Does Life Have a Purpose?

Does Life Have a Purpose?

Welcome to Week 1 of Explore God. Many churches around the Chicagoland area have been going through this series, exploring the big questions we all have about God in an open and authentic way. There are a couple of key ways that you can engage with us through this series. First, you can attend these weekly worship services. Through the music and the messages, we will address seven Big Questions that people have about God. It would also be great if you invited some friends and family to join us for these times.

However, I believe one of the greatest ways to have this series impact your life is to get involved in one of our Discussion Groups. It's there that you can get to know others on a deeper level and allow for interaction about these questions. (Monday, Thursday, Saturday, Sunday...) Talk to a leader about getting involved.

So now, on to the first big question: Does life have a purpose? Almost all of us have probably asked that at some point in our lives. And we've all probably bounced around different answers to that question.

Me

Let me start with me...I was born almost 46 years ago and lived in small town Indiana most of my early life. When I think back upon it, I believe I really had a happy early childhood. But this happiness didn't last long.
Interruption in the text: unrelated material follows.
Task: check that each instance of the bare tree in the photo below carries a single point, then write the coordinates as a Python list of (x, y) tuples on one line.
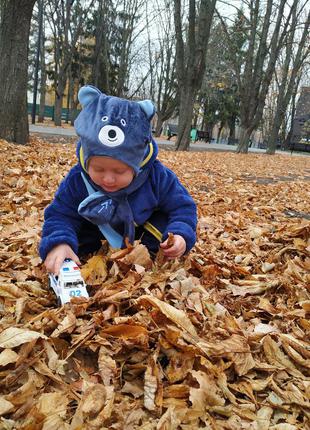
[(266, 28), (15, 18), (162, 77), (190, 59), (102, 33), (66, 29), (289, 72)]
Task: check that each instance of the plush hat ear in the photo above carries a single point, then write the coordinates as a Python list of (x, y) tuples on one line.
[(87, 94), (148, 107)]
When I was approaching 5 years old, my mom and dad got a divorce. Because I was so young, I don't think I really understood much about what was going on mentally. But the divorce definitely took its toll on me emotionally. My mom and I moved to a new small town in Indiana. My mom was great through this unstable time in my life, but the divorce did bring me insecurity. I was a shy kid. I can remember my mom constantly telling me to make sure to talk to people when they would talk to me. I never wanted to say anything--or I didn't have anything to say.
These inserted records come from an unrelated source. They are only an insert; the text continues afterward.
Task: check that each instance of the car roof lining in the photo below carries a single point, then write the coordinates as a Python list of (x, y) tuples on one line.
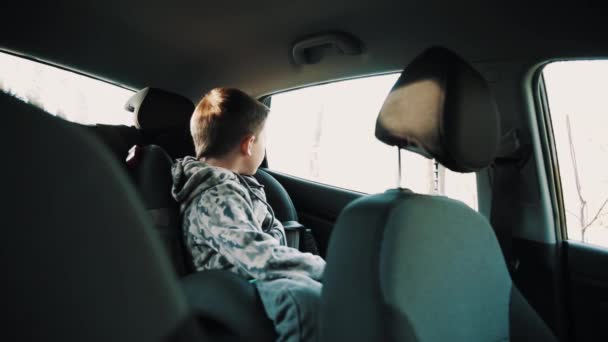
[(190, 47)]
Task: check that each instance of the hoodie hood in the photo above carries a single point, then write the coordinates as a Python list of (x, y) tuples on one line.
[(191, 177)]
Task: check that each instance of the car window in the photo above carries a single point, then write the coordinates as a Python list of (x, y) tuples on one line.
[(66, 94), (325, 133), (576, 93)]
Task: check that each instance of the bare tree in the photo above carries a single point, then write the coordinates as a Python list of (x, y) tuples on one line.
[(582, 217)]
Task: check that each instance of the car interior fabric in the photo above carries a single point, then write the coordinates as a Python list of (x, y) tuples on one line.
[(440, 109), (163, 118), (81, 262), (427, 268)]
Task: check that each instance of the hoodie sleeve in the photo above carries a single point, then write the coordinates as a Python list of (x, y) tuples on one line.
[(225, 220)]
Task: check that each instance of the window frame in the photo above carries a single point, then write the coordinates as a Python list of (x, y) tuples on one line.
[(549, 146), (64, 68), (267, 100)]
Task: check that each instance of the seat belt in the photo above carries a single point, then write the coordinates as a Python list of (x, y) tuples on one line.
[(505, 176), (501, 217)]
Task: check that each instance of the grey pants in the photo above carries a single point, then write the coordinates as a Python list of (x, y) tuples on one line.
[(292, 305)]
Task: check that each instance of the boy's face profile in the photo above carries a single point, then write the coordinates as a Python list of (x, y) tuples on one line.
[(254, 150)]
Because of my insecurity, my childhood friends became extremely important to me. I never had a lot of friends, but the friends I did have were very close. But after a while of having one friend, we would move, and I would have to find new friends. This happened a couple of times and just added to my insecurity. This pattern created an intense need for acceptance, and this need would continue to grow throughout my childhood and teenage years. I wanted to be liked by everybody, and if I felt like someone didn't like me, that would crush my world. So a big purpose in my life was to be liked by all.

Achieving this began in grade school. For me, doing well in school meant that I felt accepted by adults and peers, and that was great. So I did other things--like played sports, began to play piano, and learned the current lingo of my age group--all in the attempt to be accepted. This need for acceptance created a drive to always perform well in what I did. Good performance usually meant acceptance, so I drove myself hard.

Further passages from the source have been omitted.